As a mounting structure of a conventional composite heat exchanger, for example, the structure described in Patent Document 1 is known.
In the mounting structure of the composite heat exchanger, a pair of first locking portions formed of arcuate members on one side of the radiator and a locking hole formed in the protruding bracket are provided. And 2 locking portions. In addition, a pair of first engaging portions formed of claws are provided on the outer surface of the receiver tank brazed to one tank of the capacitor disposed in front of the radiator so as to be aligned with the locking portion of the radiator. At the same time, a bracket with a bolt hole is fixed to the other tank. Further, a bracket having a pin member protruding as a second engaging portion is provided at one lower end of the resin fan shroud behind the radiator, and a bracket with a bolt hole is provided at the central portion on the other side. The locking parts on one side and the engaging parts are locked and engaged with each other, and the other side is fastened with fastening bolts and nuts, so that the capacitor, the radiator, and the fan shroud are integrated. It has become so.

Moreover, as another conventional combined heat exchanger mounting structure, for example, the one described in Patent Document 2 is known.
In this composite heat exchanger, a resin fan shroud is attached to the rear of the radiator disposed behind the condenser. A tank cover that can be bent toward the condenser and the radiator through the first fragile portion is provided on one of the two opposite sides of the fan shroud, and the other one of the two sides is provided with a second fragile portion. Air guides that can be bent toward the condenser and the radiator are provided. These tank cover and air guide are bent at each weak part so that the tank cover covers the left and right and up and down of the condenser and the radiator in a state of surrounding the tank of the radiator. A condenser and a radiator are integrally locked and fixed to the air guide.

JP 2002-139294 A JP 2007-192462 A

However, the conventional combined heat exchanger mounting structure has the following problems.
In other words, in the former conventional combined heat exchanger mounting structure, the other side of the radiator and condenser as the heat exchanger and the fan shroud that is integrally attached to these use a plurality of fastening bolts. Since they are fastened, there has been a problem that it takes time to fasten fastening bolts and nuts at the time of assembly and to remove bolts and nuts at the time of disassembly.

  Further, in the latter conventional composite heat exchanger mounting structure, the fastening bolts and nuts are not used and the removal work thereof is not required, but the air guides provided on both sides of the fan shroud are not required. The structure is such that the first weak part and the second weak part are bent forward of the vehicle, and the corresponding locking parts on both sides are locked to each other, so that it resists the elastic force of the weak part that requires some strength. The locking parts must be aligned and assembled on the top, bottom, left, and right, and all the top, bottom, left, and right locking must be released while resisting this elastic force. There was a problem that it took man-hours.
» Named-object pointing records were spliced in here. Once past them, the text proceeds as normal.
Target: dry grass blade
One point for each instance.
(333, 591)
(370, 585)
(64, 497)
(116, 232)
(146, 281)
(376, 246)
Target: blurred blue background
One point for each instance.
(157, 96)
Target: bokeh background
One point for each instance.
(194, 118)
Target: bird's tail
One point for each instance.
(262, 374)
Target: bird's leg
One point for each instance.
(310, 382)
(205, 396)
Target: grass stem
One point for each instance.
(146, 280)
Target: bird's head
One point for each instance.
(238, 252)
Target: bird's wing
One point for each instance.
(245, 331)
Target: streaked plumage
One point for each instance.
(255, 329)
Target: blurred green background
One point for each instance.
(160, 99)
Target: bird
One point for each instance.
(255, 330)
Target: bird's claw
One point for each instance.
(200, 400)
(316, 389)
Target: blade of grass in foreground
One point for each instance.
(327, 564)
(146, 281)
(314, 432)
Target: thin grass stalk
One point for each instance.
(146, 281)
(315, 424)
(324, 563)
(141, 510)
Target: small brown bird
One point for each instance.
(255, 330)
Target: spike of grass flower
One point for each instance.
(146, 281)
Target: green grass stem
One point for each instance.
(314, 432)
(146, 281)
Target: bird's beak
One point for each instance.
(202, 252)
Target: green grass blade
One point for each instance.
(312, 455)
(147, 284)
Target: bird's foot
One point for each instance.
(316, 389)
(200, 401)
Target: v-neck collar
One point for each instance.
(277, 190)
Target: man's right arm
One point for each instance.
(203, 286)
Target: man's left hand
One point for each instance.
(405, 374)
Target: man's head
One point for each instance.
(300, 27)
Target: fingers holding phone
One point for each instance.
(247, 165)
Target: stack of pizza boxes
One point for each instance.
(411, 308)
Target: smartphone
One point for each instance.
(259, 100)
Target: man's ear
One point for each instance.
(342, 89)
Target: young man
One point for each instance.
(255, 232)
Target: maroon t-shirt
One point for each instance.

  The present invention has been made paying attention to the above problems, and an object of the present invention is to provide a mounting structure for a composite heat exchanger that can be easily assembled and disassembled.

For this purpose, the mounting structure of the composite heat exchanger according to the present invention as set forth in claim 1 is:
A first heat exchanger;
A second heat exchanger disposed away from the first heat exchanger in the longitudinal direction of the vehicle;
A side support disposed on each side of the first heat exchanger to couple the second heat exchanger by locking;
A shroud member for directing airflow through the first heat exchanger and the second heat exchanger;
With
The one end portion of the side support is provided with a first locking portion that engages and couples with the one end portion of the first heat exchanger,
The other end portion of the side support is provided with a second locking portion that engages and couples with the other end portion of the first heat exchanger,
Both side supports are assembled to the first heat exchanger,
It is characterized by that.

Moreover, the mounting structure of the composite heat exchanger according to the present invention described in claim 2 is:
In the mounting structure of the composite heat exchanger according to claim 1,
The first locking portion is a hook-shaped portion;
The second locking part is an elastically deformable retaining part,
It is characterized by that.

Moreover, the mounting structure of the composite heat exchanger according to the present invention described in claim 3 is:
In the mounting structure of the composite heat exchanger according to claim 2,
The end portion of the first heat exchanger to which the hook-like portion is locked is formed in a cross-sectional shape, and restricts movement of the side support in the vehicle front-rear and width directions.
It is characterized by that.

Moreover, the mounting structure of the composite heat exchanger according to the present invention described in claim 4 is:
In the mounting structure of the composite heat exchanger according to claim 12 or claim 3,
The hook-shaped part is provided above the retaining part,
It is characterized by that.

Moreover, the mounting structure of the composite heat exchanger according to the present invention described in claim 5 is:
In the mounting structure of the composite heat exchanger according to any one of claims 1 to 4,
The side support is locked to the side in the vehicle width direction of the tank of the first heat exchanger.
It is characterized by that.

Moreover, the mounting structure of the composite heat exchanger according to the present invention described in claim 6 is:
In the mounting structure of the composite heat exchanger according to any one of claims 1 to 5,
A shroud member is locked and coupled to both side supports.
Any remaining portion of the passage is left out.